METHOD: Therefore, a multicenter randomized controlled trial was conducted comparing the addition of eight weekly sessions of PCT to care as usual (CAU) versus CAU alone in patients with a history of depression in remission following treatment with CBT. A total of 214 recurrently depressed patients who remitted following treatment with CBT were randomized to PCT (n = 107) or CAU (n = 107). Primary outcome was time to relapse/recurrence over 15 months and was assessed by the Structured Clinical Interview for DSM-IV Axis I Disorders (SCID-I). Secondary outcomes were depressive symptoms measured by the Inventory of Depressive Symptomatology-Self Report and number and severity of relapses/recurrences measured by the SCID-I.

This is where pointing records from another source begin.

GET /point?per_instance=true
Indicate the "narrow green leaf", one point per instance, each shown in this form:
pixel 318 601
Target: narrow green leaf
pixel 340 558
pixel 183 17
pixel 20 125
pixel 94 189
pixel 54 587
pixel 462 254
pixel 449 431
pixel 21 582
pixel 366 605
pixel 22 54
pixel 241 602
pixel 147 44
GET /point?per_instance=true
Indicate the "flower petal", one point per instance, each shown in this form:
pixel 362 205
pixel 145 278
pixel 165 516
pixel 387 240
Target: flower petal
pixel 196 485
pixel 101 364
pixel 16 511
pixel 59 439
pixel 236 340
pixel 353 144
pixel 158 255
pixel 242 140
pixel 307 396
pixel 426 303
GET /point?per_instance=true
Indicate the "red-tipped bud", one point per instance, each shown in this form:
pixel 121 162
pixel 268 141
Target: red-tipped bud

RESULTS: Over the 15-month follow-up, the addition of PCT significantly delayed time to relapse/recurrence relative to CAU alone, hazard ratio = 1.807 (number needed to treat = 8.1), p = .02, 95% CI [1.029, 3.174]. No significant differences were found between the conditions on number or severity of relapses/recurrences and residual symptoms.
CONCLUSION: Adding PCT was significantly more effective than CAU alone in delaying time to relapse/recurrence of depression over a period of 15 months among CBT responders. After response on CBT, therapists should consider providing PCT to recurrently depressed patients. (PsycINFO Database Record (c) 2019 APA, all rights reserved).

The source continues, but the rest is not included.